Friday, January 14, 2011

Art as a Commodity

'Capitalist production is hostile to certain branches of intellectual labour, for instance, poetry and art'. As sciece becomes a productive force, so art becomes a commodity. This commodity is an article of consumption, which differs from other commdities in that its value is determined by adventitious factors, such as changes of fashion and fincial speculation on the part of wealthyart collectors and entrepreneurs.
The freedom of the artist in capitalist society is the freedom of the market.
                                                                                                -George Thomson

Monday, December 27, 2010

Art is almost as old as man. It is a form of work,and work is an activity peculiar to mankind.

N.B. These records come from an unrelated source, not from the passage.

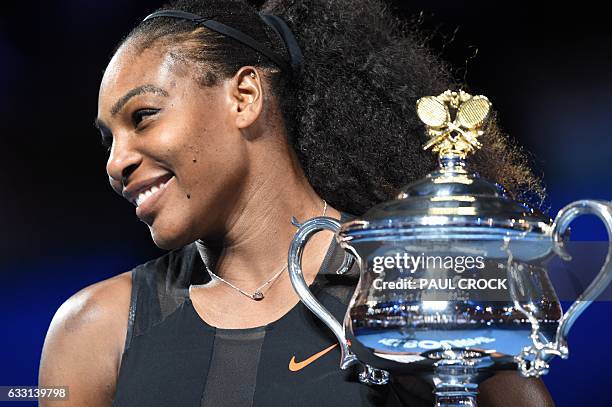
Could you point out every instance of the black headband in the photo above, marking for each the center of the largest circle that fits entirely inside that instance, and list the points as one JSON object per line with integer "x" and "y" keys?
{"x": 275, "y": 22}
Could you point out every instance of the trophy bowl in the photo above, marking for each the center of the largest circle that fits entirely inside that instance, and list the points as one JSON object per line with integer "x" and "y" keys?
{"x": 453, "y": 279}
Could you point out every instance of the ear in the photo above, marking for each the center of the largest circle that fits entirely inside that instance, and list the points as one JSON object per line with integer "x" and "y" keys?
{"x": 247, "y": 95}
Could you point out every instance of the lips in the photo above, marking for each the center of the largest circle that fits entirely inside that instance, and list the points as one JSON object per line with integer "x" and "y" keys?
{"x": 144, "y": 193}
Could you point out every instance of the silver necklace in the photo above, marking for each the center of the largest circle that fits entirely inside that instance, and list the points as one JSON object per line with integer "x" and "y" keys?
{"x": 257, "y": 295}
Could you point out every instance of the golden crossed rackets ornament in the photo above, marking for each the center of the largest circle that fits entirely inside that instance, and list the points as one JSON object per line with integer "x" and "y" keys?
{"x": 458, "y": 137}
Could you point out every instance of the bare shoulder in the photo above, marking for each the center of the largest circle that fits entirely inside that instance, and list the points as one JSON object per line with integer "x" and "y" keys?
{"x": 85, "y": 340}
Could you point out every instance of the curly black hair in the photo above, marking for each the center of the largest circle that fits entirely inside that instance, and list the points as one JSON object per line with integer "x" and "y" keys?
{"x": 351, "y": 117}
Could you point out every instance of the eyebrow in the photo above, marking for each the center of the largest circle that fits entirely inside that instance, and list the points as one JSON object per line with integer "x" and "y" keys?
{"x": 119, "y": 104}
{"x": 135, "y": 92}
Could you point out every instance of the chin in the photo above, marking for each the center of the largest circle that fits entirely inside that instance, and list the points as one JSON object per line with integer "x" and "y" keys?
{"x": 167, "y": 240}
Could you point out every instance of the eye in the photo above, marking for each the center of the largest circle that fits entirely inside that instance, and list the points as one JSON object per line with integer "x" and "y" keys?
{"x": 141, "y": 114}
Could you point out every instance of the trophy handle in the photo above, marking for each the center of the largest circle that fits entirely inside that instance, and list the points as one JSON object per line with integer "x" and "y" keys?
{"x": 540, "y": 353}
{"x": 603, "y": 210}
{"x": 369, "y": 375}
{"x": 304, "y": 233}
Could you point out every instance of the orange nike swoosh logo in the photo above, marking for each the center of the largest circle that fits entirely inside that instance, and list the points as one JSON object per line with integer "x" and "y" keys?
{"x": 295, "y": 366}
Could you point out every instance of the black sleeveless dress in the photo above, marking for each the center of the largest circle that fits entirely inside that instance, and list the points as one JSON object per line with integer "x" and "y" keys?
{"x": 172, "y": 358}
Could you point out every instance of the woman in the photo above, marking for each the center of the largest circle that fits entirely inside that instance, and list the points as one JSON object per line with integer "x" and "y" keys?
{"x": 219, "y": 138}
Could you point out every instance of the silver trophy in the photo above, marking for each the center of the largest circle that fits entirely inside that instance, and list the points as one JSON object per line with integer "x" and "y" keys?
{"x": 453, "y": 273}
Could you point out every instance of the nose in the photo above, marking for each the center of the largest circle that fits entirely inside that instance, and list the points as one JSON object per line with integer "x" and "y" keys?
{"x": 122, "y": 161}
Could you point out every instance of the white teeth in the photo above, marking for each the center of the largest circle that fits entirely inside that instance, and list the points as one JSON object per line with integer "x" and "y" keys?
{"x": 143, "y": 196}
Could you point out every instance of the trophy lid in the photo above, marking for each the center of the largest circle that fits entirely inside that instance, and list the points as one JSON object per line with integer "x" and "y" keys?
{"x": 451, "y": 199}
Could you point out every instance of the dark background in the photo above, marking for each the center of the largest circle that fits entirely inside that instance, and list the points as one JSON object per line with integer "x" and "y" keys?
{"x": 546, "y": 69}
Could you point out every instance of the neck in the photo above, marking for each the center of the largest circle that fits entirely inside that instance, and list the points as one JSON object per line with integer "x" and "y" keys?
{"x": 259, "y": 231}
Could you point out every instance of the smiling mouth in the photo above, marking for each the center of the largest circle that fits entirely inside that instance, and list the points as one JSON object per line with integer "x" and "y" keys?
{"x": 151, "y": 191}
{"x": 145, "y": 195}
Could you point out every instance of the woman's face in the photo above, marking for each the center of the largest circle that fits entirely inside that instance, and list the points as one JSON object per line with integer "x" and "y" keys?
{"x": 177, "y": 152}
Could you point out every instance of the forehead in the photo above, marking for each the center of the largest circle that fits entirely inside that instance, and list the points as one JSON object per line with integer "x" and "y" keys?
{"x": 130, "y": 68}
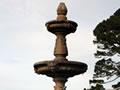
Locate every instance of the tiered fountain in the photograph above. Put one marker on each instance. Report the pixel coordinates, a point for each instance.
(60, 69)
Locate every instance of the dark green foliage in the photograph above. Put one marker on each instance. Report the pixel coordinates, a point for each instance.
(107, 68)
(107, 35)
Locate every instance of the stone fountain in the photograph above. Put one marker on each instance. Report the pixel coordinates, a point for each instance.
(60, 68)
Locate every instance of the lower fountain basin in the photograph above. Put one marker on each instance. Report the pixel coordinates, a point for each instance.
(60, 68)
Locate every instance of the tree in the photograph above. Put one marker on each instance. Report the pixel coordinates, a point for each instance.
(107, 38)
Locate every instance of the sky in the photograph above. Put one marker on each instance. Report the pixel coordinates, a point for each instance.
(24, 40)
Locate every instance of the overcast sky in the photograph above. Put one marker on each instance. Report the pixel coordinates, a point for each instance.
(24, 40)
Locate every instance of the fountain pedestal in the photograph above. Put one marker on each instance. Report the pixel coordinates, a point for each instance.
(60, 69)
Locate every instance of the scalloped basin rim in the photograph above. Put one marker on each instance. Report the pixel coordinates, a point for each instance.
(60, 68)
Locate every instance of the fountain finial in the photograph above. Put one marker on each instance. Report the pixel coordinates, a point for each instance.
(61, 11)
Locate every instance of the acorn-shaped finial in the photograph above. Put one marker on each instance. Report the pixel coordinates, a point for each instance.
(61, 12)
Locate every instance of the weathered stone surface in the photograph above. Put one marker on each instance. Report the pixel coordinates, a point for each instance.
(60, 68)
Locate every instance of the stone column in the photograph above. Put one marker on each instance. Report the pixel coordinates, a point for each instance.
(60, 51)
(60, 83)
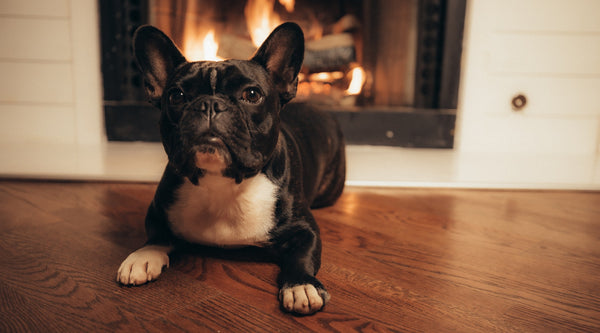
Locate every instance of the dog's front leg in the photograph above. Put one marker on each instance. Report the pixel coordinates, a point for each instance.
(146, 264)
(299, 249)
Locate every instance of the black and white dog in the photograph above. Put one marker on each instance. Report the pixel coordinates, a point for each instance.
(243, 169)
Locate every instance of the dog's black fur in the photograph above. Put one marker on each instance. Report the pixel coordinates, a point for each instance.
(225, 129)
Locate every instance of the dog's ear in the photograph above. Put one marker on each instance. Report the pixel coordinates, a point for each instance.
(157, 58)
(281, 55)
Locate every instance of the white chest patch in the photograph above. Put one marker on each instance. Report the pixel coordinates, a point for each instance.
(220, 212)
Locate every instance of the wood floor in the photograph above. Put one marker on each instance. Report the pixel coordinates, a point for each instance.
(408, 260)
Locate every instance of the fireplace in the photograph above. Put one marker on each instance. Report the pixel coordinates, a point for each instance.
(388, 70)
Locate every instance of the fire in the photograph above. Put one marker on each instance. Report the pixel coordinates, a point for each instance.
(202, 47)
(357, 81)
(288, 4)
(260, 19)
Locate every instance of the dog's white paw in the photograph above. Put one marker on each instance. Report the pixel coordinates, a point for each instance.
(143, 265)
(303, 298)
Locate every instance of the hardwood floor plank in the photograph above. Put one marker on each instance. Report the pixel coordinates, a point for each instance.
(401, 260)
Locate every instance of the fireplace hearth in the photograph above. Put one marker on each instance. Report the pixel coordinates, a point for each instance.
(388, 70)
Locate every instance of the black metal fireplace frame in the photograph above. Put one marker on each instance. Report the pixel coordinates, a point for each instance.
(429, 124)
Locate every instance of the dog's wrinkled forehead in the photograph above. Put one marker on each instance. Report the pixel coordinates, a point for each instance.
(210, 77)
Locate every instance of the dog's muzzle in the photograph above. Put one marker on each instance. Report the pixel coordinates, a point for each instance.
(212, 155)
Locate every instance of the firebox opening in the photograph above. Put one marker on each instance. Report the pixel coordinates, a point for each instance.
(381, 66)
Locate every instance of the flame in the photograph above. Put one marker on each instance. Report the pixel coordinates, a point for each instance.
(260, 19)
(202, 48)
(357, 81)
(288, 4)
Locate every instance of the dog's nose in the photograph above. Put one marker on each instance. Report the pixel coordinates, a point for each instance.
(212, 106)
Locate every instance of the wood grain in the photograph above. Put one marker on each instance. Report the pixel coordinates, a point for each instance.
(407, 260)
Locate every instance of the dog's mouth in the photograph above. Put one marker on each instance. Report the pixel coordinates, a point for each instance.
(212, 155)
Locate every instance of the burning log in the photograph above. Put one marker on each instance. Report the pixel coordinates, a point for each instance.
(234, 47)
(329, 53)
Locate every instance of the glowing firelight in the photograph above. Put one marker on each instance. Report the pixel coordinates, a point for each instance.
(260, 19)
(358, 79)
(199, 48)
(288, 4)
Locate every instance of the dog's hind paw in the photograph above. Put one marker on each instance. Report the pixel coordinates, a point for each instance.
(303, 298)
(143, 265)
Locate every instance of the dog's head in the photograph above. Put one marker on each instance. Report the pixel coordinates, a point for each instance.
(220, 117)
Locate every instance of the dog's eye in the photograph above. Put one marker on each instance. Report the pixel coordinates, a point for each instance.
(176, 96)
(252, 95)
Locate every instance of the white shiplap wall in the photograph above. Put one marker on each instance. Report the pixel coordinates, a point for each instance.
(51, 123)
(547, 50)
(50, 88)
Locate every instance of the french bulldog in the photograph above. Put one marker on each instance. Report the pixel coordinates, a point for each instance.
(244, 166)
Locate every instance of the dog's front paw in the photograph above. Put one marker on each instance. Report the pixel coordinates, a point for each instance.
(143, 265)
(303, 298)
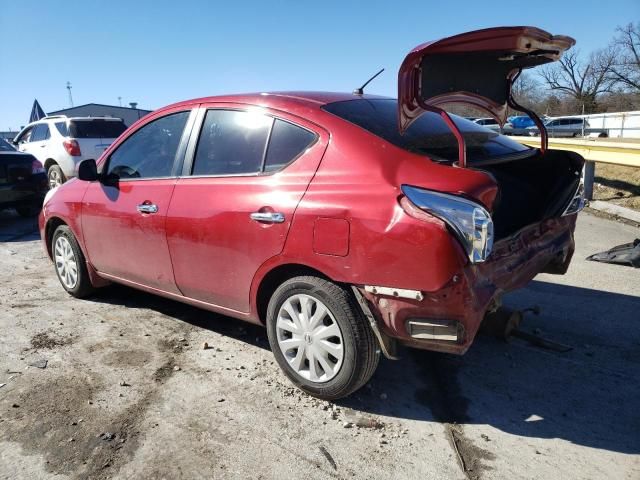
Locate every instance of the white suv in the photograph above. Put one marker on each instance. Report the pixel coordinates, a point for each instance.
(60, 142)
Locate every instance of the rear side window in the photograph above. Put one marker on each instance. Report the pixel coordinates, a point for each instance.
(428, 135)
(62, 128)
(286, 143)
(151, 151)
(96, 128)
(40, 133)
(232, 143)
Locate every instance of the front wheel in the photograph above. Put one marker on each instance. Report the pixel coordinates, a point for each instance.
(320, 338)
(70, 264)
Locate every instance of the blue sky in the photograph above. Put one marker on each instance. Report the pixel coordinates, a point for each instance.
(158, 52)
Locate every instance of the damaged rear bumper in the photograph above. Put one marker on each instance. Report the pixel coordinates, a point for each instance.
(448, 319)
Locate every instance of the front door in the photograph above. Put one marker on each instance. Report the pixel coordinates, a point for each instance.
(123, 216)
(232, 210)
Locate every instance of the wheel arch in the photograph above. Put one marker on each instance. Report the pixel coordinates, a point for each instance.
(50, 227)
(274, 278)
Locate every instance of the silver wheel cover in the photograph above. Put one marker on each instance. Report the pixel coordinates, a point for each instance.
(309, 338)
(54, 178)
(66, 262)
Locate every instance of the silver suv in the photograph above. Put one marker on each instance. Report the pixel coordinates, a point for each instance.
(61, 143)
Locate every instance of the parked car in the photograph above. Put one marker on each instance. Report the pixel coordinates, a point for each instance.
(568, 127)
(60, 143)
(490, 123)
(23, 182)
(517, 125)
(344, 223)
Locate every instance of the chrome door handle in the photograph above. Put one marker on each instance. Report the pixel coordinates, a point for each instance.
(267, 217)
(148, 208)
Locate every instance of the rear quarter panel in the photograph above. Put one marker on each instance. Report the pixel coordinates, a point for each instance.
(65, 205)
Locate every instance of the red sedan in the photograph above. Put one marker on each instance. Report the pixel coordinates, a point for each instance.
(345, 223)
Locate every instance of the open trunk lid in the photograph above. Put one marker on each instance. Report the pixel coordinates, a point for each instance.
(475, 68)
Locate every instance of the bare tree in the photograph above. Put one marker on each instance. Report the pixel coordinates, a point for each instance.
(626, 50)
(583, 82)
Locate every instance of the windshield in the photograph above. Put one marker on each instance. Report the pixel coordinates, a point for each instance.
(96, 128)
(428, 135)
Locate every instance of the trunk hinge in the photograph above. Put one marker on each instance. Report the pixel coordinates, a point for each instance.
(462, 147)
(544, 140)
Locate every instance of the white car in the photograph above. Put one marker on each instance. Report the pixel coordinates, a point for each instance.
(490, 123)
(61, 143)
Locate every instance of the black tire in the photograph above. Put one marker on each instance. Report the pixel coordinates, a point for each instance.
(29, 210)
(361, 353)
(53, 174)
(82, 286)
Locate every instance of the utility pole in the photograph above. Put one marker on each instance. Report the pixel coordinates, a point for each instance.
(70, 96)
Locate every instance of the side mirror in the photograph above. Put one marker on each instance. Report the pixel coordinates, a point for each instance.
(88, 170)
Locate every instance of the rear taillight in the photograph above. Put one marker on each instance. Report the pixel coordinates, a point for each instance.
(36, 167)
(72, 147)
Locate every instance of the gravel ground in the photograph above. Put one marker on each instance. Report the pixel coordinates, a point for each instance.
(129, 391)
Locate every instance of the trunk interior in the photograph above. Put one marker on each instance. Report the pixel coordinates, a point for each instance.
(533, 189)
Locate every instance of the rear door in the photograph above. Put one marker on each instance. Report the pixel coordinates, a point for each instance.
(246, 172)
(123, 216)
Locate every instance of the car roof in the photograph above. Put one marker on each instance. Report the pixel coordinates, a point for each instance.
(58, 118)
(280, 99)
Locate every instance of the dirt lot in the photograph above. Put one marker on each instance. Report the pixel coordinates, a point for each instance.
(128, 391)
(617, 184)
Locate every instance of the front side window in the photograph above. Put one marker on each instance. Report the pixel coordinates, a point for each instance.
(62, 128)
(150, 152)
(40, 133)
(26, 136)
(96, 128)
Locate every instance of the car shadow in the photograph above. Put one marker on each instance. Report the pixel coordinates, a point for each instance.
(14, 228)
(588, 396)
(243, 331)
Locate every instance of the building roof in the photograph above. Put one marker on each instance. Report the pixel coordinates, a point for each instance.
(117, 107)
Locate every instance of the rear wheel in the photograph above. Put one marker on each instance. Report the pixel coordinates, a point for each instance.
(69, 263)
(56, 176)
(319, 337)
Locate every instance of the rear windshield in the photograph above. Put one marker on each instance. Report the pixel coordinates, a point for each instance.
(96, 128)
(5, 146)
(429, 134)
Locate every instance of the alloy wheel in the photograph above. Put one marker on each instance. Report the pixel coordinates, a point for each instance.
(309, 338)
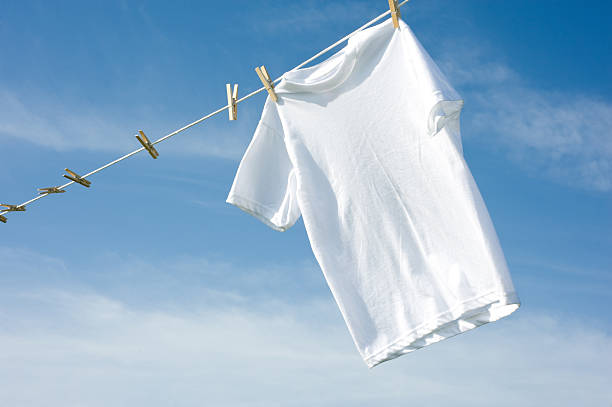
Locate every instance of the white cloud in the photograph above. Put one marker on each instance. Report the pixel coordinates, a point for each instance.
(558, 135)
(66, 348)
(49, 123)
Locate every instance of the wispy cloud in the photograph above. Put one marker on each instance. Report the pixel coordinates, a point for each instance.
(209, 328)
(83, 348)
(558, 135)
(49, 123)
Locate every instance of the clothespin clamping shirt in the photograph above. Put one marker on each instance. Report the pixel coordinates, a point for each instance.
(395, 12)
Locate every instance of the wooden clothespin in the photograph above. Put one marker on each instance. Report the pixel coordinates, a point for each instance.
(77, 178)
(395, 13)
(13, 208)
(50, 190)
(232, 101)
(144, 140)
(262, 72)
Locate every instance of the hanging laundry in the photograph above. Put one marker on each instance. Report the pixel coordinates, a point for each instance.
(366, 147)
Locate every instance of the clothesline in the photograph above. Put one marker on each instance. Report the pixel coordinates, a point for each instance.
(174, 133)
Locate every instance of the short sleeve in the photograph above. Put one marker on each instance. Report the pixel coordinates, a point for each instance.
(442, 104)
(265, 185)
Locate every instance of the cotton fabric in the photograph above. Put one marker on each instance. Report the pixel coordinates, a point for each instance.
(366, 147)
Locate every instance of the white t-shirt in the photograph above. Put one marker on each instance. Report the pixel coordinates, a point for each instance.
(366, 147)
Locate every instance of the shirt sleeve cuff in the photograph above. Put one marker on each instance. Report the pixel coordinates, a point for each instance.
(257, 210)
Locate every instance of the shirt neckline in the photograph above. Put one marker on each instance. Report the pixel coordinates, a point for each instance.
(325, 75)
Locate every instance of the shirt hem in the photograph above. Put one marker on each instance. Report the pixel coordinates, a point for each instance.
(257, 210)
(466, 316)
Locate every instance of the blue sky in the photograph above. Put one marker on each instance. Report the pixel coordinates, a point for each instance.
(148, 289)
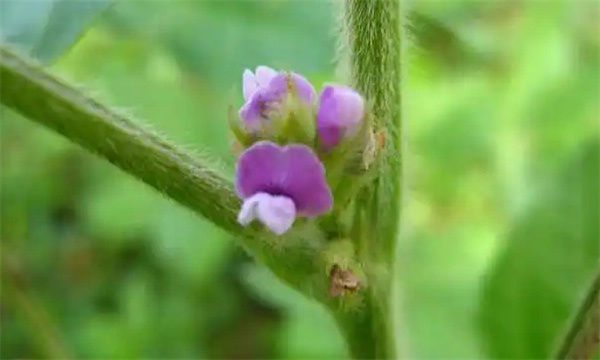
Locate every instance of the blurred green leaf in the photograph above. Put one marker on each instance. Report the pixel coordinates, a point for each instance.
(550, 256)
(309, 331)
(46, 28)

Marx defined work in these words:
The labour process is...purposive activity...for the fitting of natural substances to human wants; it is the general condition requisite for effecting an exchange of matter between man and nature; it is the condition perennially imposed by nature upon human life, and is therefore independent of the forms of social life- or, rather, it is common to all social forms.

Friday, December 24, 2010

Scientific and Artistic Creation

The scientist and the artist are both concerned to change the world - the one the external world of man's objective relations with nature, the other the internal world of his subjective relations with his fellow-men. The scientist discovers a contradiction in his consciousness of the external world and resolves it in a scientific hypothesis; the artist discovers a a contradiction in his consciousness of the internal world and resolves it in a work of art. Both are creative acts. The scientist extends our knowledge and hence also our control of nature; the artist heightens our social awareness and so advances the class struggle.
This does not mean that the two are independent of one another. The two worlds in which they do their special work are inseparable aspects of the social world in which they live and work together. Moreover, even in their special work the scientist cannot escape from the subject nor the artist from the object.
                                                                   -George Thomson

Wednesday, December 22, 2010

विज्ञान और कला

कहा जाता है कि विज्ञान के लिए मस्तिष्क और तर्क की दरकार होती है, और रचनात्मक कार्य के लिए कल्पना की. ...यह एक प्रत्यक्ष ग़लतफ़हमी है. लोग यह तो देखते हैं की कला और विज्ञान एक जैसी चीज़ नहीं है, लेकिन यह नहीं देखते कि भेद उन विषय सामग्री का कतई नहीं है, बल्कि मात्र उस ढंग में है जिसे वे उसे पेश करने के लिए अपनाते हैं. दार्शनिक युक्तियों में बात करता है, कवि छवियों और चित्रों में , लेकिन दोनों कहते एक ही चीज़ हैं.
                                                                                                                -बेलिंस्की

Monday, December 20, 2010

कला का मूल उद्देश्य

कला का मूल उद्देश्य जीवन में मानव की दिलचस्पी की हर चीज़ को पुनः मूर्त करना है. बहुधा जीवन का स्पष्टीकरण और उसकी परिणतियों का गुण-दोष-विवेचन भी काव्यात्मक कृतियों में प्रमुख स्थान ग्रहण कर लेता है. कला का जीवन के साथ सम्बन्ध वैसा ही होता है जैसा कि  इतिहास का. उनकी विषयवस्तु में अंतर केवल इतना ही होता है की इतिहास जहाँ सामाजिक जीवन का वर्णन करता है, वहां कला व्यक्तिगत जीवन का चित्रण करती है. इतिहास जहाँ मानवजाति से सम्बंधित है, वहां कला किसी एक मानव के जीवन को अपनाकर चलती है.(जोर हमारा)
                                                                                                           -चेर्नीशेव्स्की

Sunday, December 19, 2010

The Function of Art

In order to be an artist it is necessary to seize, hold, and transform experience into memory, memory into expression, material into form. Emotion for an artist is not everything; he must also know his trade and enjoy it, understand all the rules, skills, forms, and conventions whereby nature - the shrew - can be tamed and subjected to the contract of art. The passion that consumes the dilettante serves the true artist: the artist is not mauled by the beast, he tames it.
                                                                                              - Ernst Fischer

Saturday, December 18, 2010

The Origins Of Art

Man became man through tools. He made, or produced, himself by making or producing tools. The question of which came first - man or tool - is therefore purely academic. There was no tool without man and no man without tool; they came into being simultaneously and are indissolubly linked to one another. A relatively highly developed living organism became man by working with natural objects. By being put to such use, the objects became tools.